In his answer, respondent not only disputes the judgment of conviction
rendered against him in the criminal case but contends that the same is
based on insufficient and inconclusive evidence, the charge being merely
motivated by sheer vindictiveness, malice and spite on the part of herein
complainant, and that to give course to this proceeding would be tantamount
to placing him in double jeopardy. He pleads that the complaint be
dismissed.
Under Section 25, Rule 127, of the Rules of Court, a member of the bar
may be removed or suspended from his office as attorney if it appears that
he has been convicted of a crime involving moral turpitude. Moral turpitude,
as used in this section, includes any act deemed contrary to justice, honesty
or good morals. 1 Among the examples given of crimes of this nature by
former Chief Justice Moran are the crime of seduction and the crime of
concubinage. 2 The crime of which respondent was convicted is falsification
of public document, which is indeed of this nature, for the act is clearly
contrary to justice, honesty and good morals. Hence such crime involves
moral turpitude. Indeed it is well-settled that "embezzlement, forgery,
robbery, swindling are crimes, which denote moral turpitude and, as a
general rule, all crimes of which fraud is an element are looked on as
involving moral turpitude" (53 C.J.S., 1206).
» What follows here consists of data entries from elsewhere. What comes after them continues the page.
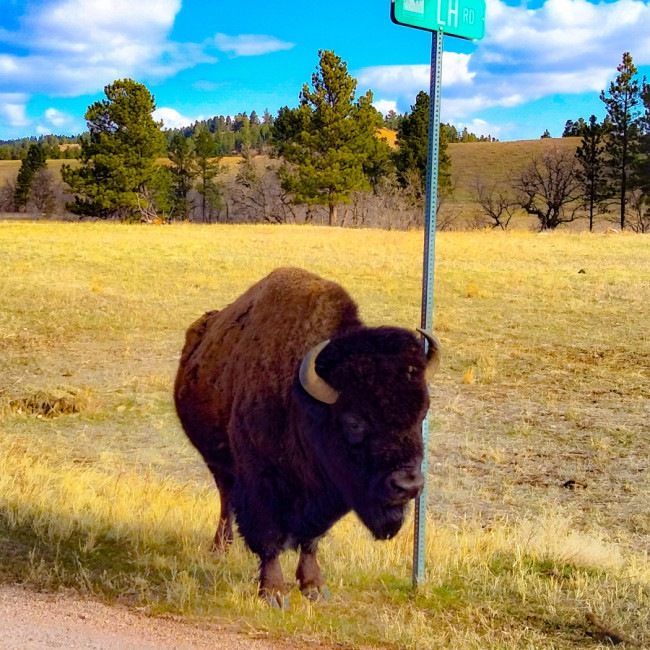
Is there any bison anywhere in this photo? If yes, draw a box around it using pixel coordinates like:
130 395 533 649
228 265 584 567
174 268 440 607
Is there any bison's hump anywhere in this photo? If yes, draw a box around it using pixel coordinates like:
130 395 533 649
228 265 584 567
176 268 361 426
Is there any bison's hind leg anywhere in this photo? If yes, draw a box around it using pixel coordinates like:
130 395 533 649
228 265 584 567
210 468 234 553
296 538 330 601
260 555 289 609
It appearing that respondent has been found guilty and convicted of a
crime involving moral turpitude it is clear that he rendered himself amenable
to disbarment under Section 26, Rule 127, of our Rules of Court. It is futile on
his part much as we sympathize with him to dispute now the sufficiency of
his conviction, for this is a matter which we cannot now look into. That is
now a closed chapter insofar as this proceeding is concerned. The only issue
with which we are concerned is that he was found guilty and convicted by a
final judgment of a crime involving moral turpitude. As this Court well said:
"The review of respondent's conviction no longer rests upon us.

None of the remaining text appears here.